Steg, 1990 (S. 107). Bild: zvg
Toni Gerber kauft Bilder der nun 46-Jährigen. Nun passiert viel. Ezilda Saraceni stellt in der Altstadtgalerie aus, dann regelmässig in Morges. Sie ist Malerin geworden. Nun hat sie ihr Atelier. Und zusammen mit ihren Töchtern beginnt sie, ihr verstreutes Werk zusammenzusuchen, fotografieren zu lassen. Das Buch «Pittura» vorzubereiten. Es wird das Dokument einer lebenslang ausgeübten Kunst, das Dokument eines noch zu entdeckenden Werks.
Treppe zur Wahrheit, 1991 (S. 87). Bild: zvg
Das Entdecken beginnt, indem man das Buch aufschlägt. Da springen die kräftigen, teils grotesken, teils fein stilisierten Bilder ins Auge, eigenständige Wahrnehmungen der Welt, wie sie ist, und viel mehr noch der Welt in ihrer Unübersichtlichkeit. Einzelne Gemälde erinnern an die «Carceri» von Piranesi, andere wirken naiv wie vom Zöllner Rousseau, weitere sind Erfindungen fein austarierter Raummaschinen ohne scheinbaren Sinn und Zweck. Es gibt Abbildungen des Wohnhauses, Porträts der Töchter, Bilder zu philosophischen Themen Wahrheit), später immer öfter vermenschlichte Häuser, die miteinander kommunizieren. Ein reichhaltiges, vielfältiges, starkes Oeuvre. 2009 schreibt Toni Gerber nochmals: «Sie sind eine gute Malerin, absolut eigenständig. (…) Leicht erträglich sind sie [die Kunstwerke] gewiss nicht und unverbindlich schon gar nicht.»

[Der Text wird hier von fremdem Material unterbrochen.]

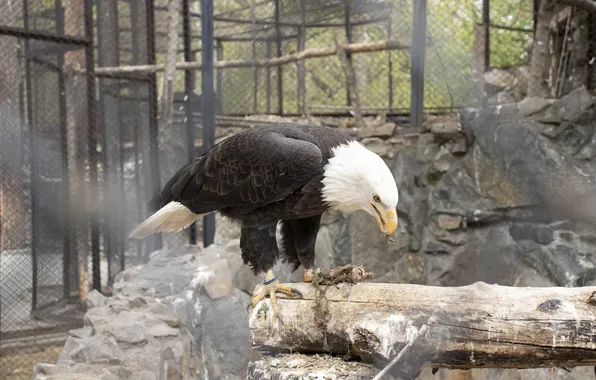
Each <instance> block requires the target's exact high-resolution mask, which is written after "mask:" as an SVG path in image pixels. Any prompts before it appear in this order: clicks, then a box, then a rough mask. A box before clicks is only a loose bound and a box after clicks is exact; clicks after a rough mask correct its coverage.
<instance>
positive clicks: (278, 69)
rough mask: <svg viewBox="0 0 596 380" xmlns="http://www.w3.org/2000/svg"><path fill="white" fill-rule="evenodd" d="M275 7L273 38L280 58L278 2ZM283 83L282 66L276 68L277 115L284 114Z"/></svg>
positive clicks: (274, 4)
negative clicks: (276, 86) (273, 37)
mask: <svg viewBox="0 0 596 380" xmlns="http://www.w3.org/2000/svg"><path fill="white" fill-rule="evenodd" d="M274 5H275V37H276V39H277V56H278V57H281V54H282V46H281V30H280V25H279V17H280V12H281V9H280V4H279V0H274ZM283 89H284V81H283V68H282V65H278V66H277V112H278V113H279V115H282V116H283V114H284V95H283Z"/></svg>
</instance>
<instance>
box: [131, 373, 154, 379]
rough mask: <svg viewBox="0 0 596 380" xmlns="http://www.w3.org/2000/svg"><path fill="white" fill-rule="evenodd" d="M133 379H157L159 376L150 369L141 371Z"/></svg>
mask: <svg viewBox="0 0 596 380" xmlns="http://www.w3.org/2000/svg"><path fill="white" fill-rule="evenodd" d="M131 380H157V376H155V374H153V373H152V372H149V371H141V372H139V373H138V374H136V375H135V376H134V377H133V378H132V379H131Z"/></svg>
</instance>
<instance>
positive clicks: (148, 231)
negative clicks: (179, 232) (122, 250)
mask: <svg viewBox="0 0 596 380" xmlns="http://www.w3.org/2000/svg"><path fill="white" fill-rule="evenodd" d="M203 215H204V214H195V213H193V212H192V211H190V210H189V209H188V208H187V207H186V206H184V205H183V204H181V203H179V202H170V203H168V204H166V205H165V206H163V207H162V208H160V209H159V210H158V211H156V212H155V213H154V214H153V215H151V216H150V217H149V218H147V219H145V221H144V222H142V223H141V224H139V225H138V226H137V227H136V228H135V229H134V230H132V231H131V232H130V234H129V235H128V237H129V238H133V239H144V238H146V237H147V236H149V235H151V234H154V233H157V232H179V231H181V230H183V229H185V228H187V227H188V226H190V225H191V224H192V223H193V222H195V221H196V220H198V219H199V218H201V217H202V216H203Z"/></svg>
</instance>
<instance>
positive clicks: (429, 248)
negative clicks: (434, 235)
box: [424, 242, 450, 255]
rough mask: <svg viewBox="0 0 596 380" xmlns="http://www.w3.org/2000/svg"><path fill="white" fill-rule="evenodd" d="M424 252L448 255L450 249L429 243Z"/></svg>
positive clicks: (448, 248)
mask: <svg viewBox="0 0 596 380" xmlns="http://www.w3.org/2000/svg"><path fill="white" fill-rule="evenodd" d="M424 252H426V253H431V254H435V255H436V254H447V253H449V252H450V248H449V247H448V246H447V245H445V244H441V243H436V242H428V243H427V244H426V246H425V247H424Z"/></svg>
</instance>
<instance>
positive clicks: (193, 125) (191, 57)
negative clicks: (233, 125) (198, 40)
mask: <svg viewBox="0 0 596 380" xmlns="http://www.w3.org/2000/svg"><path fill="white" fill-rule="evenodd" d="M182 18H183V23H184V24H183V25H184V30H183V36H184V61H186V62H190V61H194V60H195V58H194V54H193V52H192V37H191V34H192V20H191V17H190V1H189V0H183V1H182ZM184 92H185V98H184V100H185V103H186V106H185V115H184V117H185V118H186V123H185V124H186V139H187V147H186V149H187V150H188V162H192V160H194V158H195V126H194V122H193V117H192V113H193V106H194V105H195V104H196V103H195V99H196V96H195V72H194V70H184ZM189 235H190V244H197V224H196V223H193V224H192V225H191V226H190V228H189Z"/></svg>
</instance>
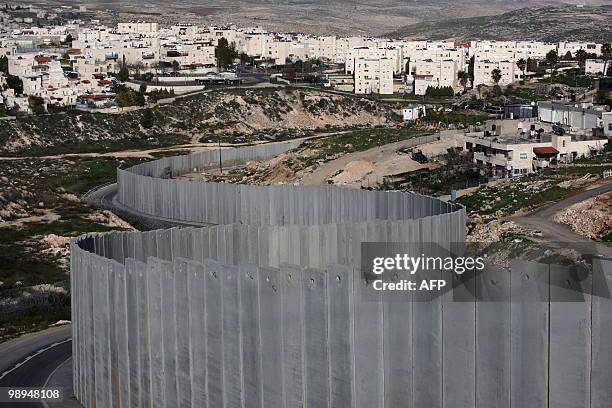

Was Toni Gerber sah, können wir nun alle sehen und uns freuen, welches Werk im Rahmen eines bürgerlichen Lebens entstanden und neben dem Sorgen für die Familie zum Leben erweckt worden ist.
Zum Schluss für Bernerinnen und Berner: Die Töchterhandelsschule war für viele junge Frauen – nicht nur für Ezilda Saraceni – die Alternative zum Gymnasium und Studium und zur vermeintlich brotlosen Kunst. Wie viele Begabungen sind dadurch verschüttet worden? Ezilda Saracenis «Pittura» belegt, dass es auch anders ging.
Ezilda Saraceni: Pittura, hg. von Francesca Saraceni, Texte von Noemi Somalvico, Fotos der Werke: Ines Studtmann, 2024, 202 Seiten, 143 Abbildungen
CHF 60.00, erhältlich bei der Buchhandlung am Zytglogge.